Articles = namedtuple('Articles', 'words tags split')

In [8]:
size = len(train_df) / 4
print size, len(train_df), size * 4

30208 120835 120832


In [9]:
alldocs = []
for idx, row in train_df.iterrows():
    tokens = row['tokenized_title'].split(' ') + row['tokenized_content'].split(' ')
    words = tokens[1:] # why start from 1?
    tags = [idx] # `tags = [tokens[0]]` would also work at extra memory cost
    tmp = idx//size % 4
    split = ['train','test','extra','extra'][tmp]  # 25k train, 25k test, 25k extra
#     sentiment = [1.0, 0.0, 1.0, 0.0, None, None, None, None][tmp] # [12.5K pos, 12.5K neg]*2 then unknown
    alldocs.append(Articles(words, tags, split))

In [10]:
train_docs = [doc for doc in alldocs if doc.split == 'train']
test_docs = [doc for doc in alldocs if doc.split == 'test']
doc_list = alldocs[:]  # for reshuffling per pass

print('%d docs: %d train, %d test' % (len(doc_list), len(train_docs), len(test_docs)))

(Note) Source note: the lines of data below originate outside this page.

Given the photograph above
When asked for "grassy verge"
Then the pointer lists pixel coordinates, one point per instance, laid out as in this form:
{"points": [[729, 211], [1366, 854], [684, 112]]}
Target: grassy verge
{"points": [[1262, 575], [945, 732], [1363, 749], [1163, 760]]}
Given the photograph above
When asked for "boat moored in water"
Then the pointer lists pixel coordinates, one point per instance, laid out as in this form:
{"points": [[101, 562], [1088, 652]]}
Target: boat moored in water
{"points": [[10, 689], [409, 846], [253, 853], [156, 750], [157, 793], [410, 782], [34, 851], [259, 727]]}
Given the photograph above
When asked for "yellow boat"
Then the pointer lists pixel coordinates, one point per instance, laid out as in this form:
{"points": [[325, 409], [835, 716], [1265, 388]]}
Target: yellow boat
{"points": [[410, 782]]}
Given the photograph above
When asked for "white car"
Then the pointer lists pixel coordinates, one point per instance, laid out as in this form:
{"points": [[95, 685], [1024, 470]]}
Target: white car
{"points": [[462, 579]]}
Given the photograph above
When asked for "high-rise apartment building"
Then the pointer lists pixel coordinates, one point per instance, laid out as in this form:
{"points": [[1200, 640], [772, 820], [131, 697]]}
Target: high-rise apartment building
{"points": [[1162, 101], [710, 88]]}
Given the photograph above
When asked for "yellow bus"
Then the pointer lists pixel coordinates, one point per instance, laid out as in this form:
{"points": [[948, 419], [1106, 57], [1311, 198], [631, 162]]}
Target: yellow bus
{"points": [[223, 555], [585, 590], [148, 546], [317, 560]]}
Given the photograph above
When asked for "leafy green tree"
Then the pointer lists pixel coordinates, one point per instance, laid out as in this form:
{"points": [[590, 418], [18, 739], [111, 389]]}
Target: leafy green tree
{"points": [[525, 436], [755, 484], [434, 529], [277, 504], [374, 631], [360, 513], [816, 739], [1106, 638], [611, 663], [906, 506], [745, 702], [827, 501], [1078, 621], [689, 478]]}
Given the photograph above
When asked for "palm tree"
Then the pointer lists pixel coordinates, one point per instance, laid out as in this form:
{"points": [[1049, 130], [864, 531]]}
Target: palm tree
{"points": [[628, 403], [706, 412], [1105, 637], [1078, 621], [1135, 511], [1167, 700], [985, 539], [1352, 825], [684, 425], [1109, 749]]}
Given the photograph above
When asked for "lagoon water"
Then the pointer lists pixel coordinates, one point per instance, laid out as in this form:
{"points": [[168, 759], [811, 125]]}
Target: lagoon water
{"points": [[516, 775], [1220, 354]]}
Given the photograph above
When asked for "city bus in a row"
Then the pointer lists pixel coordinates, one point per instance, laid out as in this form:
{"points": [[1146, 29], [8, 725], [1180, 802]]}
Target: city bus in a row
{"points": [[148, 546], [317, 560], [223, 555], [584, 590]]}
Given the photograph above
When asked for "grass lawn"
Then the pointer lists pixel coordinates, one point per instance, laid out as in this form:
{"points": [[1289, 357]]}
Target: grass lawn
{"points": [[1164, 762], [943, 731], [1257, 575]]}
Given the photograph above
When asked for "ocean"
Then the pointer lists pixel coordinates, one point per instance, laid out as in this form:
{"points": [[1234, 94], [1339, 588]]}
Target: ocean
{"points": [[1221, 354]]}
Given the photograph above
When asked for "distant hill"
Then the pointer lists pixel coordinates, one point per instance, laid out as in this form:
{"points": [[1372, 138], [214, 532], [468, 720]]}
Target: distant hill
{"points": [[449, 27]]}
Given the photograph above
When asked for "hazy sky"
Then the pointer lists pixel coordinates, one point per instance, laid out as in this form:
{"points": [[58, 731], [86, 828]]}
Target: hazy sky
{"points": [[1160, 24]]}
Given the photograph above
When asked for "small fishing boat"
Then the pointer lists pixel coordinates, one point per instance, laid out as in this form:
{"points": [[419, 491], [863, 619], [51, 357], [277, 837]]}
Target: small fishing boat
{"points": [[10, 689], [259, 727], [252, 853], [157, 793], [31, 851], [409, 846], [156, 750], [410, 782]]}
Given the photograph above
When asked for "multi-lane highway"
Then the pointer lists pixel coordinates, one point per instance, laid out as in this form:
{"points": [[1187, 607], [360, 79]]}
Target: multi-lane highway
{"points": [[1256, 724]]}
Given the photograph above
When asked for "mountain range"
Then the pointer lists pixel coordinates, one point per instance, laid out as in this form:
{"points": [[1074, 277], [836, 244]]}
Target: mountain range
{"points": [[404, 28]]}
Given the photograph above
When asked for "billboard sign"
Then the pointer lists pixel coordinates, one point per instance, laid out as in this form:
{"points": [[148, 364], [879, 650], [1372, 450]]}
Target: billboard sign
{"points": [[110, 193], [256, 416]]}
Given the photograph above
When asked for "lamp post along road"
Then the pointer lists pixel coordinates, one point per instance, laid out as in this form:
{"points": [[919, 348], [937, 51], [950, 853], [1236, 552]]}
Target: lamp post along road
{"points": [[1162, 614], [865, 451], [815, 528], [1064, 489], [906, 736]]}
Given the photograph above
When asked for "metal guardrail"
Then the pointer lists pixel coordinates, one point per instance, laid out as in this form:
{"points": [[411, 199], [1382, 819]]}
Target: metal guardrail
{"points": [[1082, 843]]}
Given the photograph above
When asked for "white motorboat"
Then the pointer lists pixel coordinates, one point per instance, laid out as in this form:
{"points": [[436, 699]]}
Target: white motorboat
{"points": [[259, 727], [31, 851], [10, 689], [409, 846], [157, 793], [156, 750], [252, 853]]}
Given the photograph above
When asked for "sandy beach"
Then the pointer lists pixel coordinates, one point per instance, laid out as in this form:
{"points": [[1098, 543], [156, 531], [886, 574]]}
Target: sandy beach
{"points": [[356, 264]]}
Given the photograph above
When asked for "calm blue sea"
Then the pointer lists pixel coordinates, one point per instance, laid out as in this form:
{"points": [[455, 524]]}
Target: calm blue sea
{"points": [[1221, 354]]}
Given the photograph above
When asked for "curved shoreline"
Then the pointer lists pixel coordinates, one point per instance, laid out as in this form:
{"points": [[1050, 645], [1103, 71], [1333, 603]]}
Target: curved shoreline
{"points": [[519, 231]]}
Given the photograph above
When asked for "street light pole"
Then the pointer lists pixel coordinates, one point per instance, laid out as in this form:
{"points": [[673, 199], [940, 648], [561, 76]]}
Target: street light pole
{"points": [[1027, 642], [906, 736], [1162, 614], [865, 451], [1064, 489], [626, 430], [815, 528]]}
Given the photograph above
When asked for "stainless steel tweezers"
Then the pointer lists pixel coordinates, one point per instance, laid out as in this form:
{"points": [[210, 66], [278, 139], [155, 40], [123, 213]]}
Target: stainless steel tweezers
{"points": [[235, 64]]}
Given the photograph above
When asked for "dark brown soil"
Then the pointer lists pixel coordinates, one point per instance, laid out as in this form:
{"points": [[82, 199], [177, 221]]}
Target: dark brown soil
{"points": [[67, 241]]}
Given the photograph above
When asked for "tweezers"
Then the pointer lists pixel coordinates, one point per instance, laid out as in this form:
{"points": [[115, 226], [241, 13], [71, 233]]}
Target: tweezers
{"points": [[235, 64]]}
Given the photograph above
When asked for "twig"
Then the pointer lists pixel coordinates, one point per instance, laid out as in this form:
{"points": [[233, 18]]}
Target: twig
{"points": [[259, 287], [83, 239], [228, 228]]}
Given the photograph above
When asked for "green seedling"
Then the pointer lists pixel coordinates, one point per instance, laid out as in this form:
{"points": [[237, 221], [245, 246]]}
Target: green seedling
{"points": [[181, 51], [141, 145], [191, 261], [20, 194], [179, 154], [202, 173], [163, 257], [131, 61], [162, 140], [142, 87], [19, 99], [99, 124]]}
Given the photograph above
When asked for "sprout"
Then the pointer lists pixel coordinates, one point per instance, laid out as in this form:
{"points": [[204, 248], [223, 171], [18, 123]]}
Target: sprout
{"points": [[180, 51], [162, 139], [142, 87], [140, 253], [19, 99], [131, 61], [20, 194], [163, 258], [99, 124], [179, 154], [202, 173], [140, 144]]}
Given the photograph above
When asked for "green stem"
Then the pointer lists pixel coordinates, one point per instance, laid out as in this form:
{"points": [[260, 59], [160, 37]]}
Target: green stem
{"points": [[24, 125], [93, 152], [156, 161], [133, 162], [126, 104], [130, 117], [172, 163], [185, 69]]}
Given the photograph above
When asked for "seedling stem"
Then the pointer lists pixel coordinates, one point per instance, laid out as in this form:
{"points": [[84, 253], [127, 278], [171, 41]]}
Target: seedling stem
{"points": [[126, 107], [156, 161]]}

120835 docs: 30211 train, 30208 test


In [11]:
words = [x.words for x in alldocs]
w2v = Word2Vec(words, size=100, window=5, min_count=5, workers=4)
w2v.save_word2vec_format("../datastore/w-w2v.p")

In [None]:
simple_models = [
    # PV-DM Distributed Momory Model of PV
    # w/concatenation - window=5 (both sides) approximates paper's 10-word total window size
    Doc2Vec(dm=1, dm_concat=1, size=100, window=5, negative=5, hs=0, min_count=2, workers=cores),
    # PV-DBOW Distributed Bag of Words version of PV
    Doc2Vec(dm=0, size=100, negative=5, hs=0, min_count=2, workers=cores),
    # PV-DM w/average
    Doc2Vec(dm=1, dm_mean=1, size=100, window=10, negative=5, hs=0, min_count=2, workers=cores),
]

In [None]:
simple_models[0].load_word2vec_format("../datastore/w-w2v.p")

In [None]:
# speed setup by sharing results of 1st model's vocabulary scan
simple_models[0].build_vocab(alldocs)  # PV-DM/concat requires one special NULL word so it serves as template

In [None]:
print simple_models[0]
for model in simple_models[1:]:
    model.reset_from(simple_models[0])
    print(model)

models_by_name = OrderedDict((str(model), model) for model in simple_models)

In [None]:
from gensim.test.test_doc2vec import ConcatenatedDoc2Vec
models_by_name['dbow+dmm'] = ConcatenatedDoc2Vec([simple_models[1], simple_models[2]])
models_by_name['dbow+dmc'] = ConcatenatedDoc2Vec([simple_models[1], simple_models[0]])

In [None]:
alpha, min_alpha, passes = (0.025, 0.001, 20)
alpha_delta = (alpha - min_alpha) / passes

for epoch in range(passes):
    shuffle(doc_list)  # shuffling gets best results

    for name, train_model in models_by_name.items():
        train_model.alpha, train_model.min_alpha = alpha, alpha
        train_model.train(doc_list)
        print("%i passes : %s" % (epoch + 1), name)

    print('completed pass %i at alpha %f' % (epoch + 1, alpha))
    alpha -= alpha_delta

In [None]:
for name, train_model in models_by_name.items():
    train_model.save("../datastore/" + name)
    print "saved " + name